AI disinformation turns Nepal elections into ‘digital battleground’

Published March 4, 2026
SOLDIERS patrol a street in Kathmandu ahead of Nepal’s general election.—AFP
SOLDIERS patrol a street in Kathmandu ahead of Nepal’s general election.—AFP

KATHMANDU: Slick AI-generated disinformation has flooded election campaigns in Nepal, which votes on Thursday in the first polls since deadly protests triggered by a brief ban on social media overthrew the government.

The September 2025 protests were driven by tech-savvy youth angry at job shortages and flagrant corruption by an ageing political elite. Now parties across the political divide are tapping social media to push their agendas and woo voters, especially the young, including a surge of people registering to cast their ballot for the first time.

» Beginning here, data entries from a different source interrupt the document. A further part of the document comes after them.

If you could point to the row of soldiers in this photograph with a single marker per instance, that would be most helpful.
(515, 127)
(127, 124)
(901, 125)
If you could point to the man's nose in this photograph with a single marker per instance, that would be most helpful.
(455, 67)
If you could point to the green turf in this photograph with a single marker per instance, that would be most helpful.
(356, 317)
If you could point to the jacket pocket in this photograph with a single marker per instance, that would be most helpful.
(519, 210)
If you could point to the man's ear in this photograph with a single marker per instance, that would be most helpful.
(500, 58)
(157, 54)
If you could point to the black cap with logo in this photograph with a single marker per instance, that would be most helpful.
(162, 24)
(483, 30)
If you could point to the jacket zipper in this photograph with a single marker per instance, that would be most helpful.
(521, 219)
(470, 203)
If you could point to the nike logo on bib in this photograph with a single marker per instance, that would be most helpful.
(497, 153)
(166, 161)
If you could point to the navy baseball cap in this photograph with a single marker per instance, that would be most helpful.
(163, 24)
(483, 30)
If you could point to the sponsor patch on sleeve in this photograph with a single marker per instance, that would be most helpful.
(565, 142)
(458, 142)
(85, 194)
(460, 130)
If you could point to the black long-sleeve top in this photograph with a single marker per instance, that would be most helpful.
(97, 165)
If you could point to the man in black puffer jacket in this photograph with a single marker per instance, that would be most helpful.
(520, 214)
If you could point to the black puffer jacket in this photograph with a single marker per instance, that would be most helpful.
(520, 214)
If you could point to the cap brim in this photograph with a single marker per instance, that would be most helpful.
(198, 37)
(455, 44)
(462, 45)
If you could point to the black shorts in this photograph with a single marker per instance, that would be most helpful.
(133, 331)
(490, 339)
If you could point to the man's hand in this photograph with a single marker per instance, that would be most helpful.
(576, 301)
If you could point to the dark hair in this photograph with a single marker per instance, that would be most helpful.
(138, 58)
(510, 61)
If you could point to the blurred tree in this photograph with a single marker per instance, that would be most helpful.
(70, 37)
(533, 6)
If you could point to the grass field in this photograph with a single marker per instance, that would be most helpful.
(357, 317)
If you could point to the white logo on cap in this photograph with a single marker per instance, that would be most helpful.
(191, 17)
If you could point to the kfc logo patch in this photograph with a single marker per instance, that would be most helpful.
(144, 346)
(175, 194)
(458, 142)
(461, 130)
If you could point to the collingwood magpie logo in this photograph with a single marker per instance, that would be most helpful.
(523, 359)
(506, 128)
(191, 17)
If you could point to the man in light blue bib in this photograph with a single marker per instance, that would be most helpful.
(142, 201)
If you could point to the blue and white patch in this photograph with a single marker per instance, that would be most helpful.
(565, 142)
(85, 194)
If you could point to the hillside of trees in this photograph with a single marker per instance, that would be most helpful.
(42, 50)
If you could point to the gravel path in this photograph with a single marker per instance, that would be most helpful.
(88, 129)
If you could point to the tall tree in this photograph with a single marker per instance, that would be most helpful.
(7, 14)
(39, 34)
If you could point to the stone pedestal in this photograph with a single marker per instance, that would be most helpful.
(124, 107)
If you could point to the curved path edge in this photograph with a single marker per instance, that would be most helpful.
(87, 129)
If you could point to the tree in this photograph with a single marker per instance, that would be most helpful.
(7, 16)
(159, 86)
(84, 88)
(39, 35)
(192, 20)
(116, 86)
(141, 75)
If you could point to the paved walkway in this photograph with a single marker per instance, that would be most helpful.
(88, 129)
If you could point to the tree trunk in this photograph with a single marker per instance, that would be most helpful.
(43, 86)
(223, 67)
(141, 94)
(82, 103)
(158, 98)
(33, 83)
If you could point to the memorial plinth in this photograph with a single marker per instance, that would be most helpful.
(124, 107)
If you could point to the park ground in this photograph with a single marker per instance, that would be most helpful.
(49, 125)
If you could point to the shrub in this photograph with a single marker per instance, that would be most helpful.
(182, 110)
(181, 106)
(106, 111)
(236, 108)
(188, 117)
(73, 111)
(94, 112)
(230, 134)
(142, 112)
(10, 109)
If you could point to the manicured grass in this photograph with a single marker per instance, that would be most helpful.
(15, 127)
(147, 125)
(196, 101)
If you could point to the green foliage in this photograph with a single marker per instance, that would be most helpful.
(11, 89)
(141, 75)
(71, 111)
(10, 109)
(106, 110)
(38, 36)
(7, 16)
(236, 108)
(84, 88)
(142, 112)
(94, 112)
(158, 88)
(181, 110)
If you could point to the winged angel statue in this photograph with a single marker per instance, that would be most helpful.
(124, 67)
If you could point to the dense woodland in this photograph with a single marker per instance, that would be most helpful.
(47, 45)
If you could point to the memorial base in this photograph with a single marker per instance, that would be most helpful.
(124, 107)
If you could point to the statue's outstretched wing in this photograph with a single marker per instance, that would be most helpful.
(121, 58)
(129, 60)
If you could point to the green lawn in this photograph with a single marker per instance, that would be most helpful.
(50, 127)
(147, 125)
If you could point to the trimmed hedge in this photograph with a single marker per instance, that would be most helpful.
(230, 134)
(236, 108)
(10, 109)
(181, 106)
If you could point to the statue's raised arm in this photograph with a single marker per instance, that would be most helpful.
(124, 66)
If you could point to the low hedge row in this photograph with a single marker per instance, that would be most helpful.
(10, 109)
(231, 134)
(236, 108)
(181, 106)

But some of the content is manipulated or outright fake, experts and fact-checkers say. “In a country where digital literacy is low, people believe what they see,” said Deepak Adhikari, editor of the independent NepalCheck team.

Kathmandu-based technology policy researcher Samik Kharel described a “digital battleground” in the run-up to the landmark vote, warning that Nepal lacked the expertise to monitor the onslaught of machine-generated content.

“It is even hard for experts to figure out what is real and fake,” Kharel said. Around 80 per cent of all of Nepal’s internet traffic is thr­o­ugh social media platforms, he said.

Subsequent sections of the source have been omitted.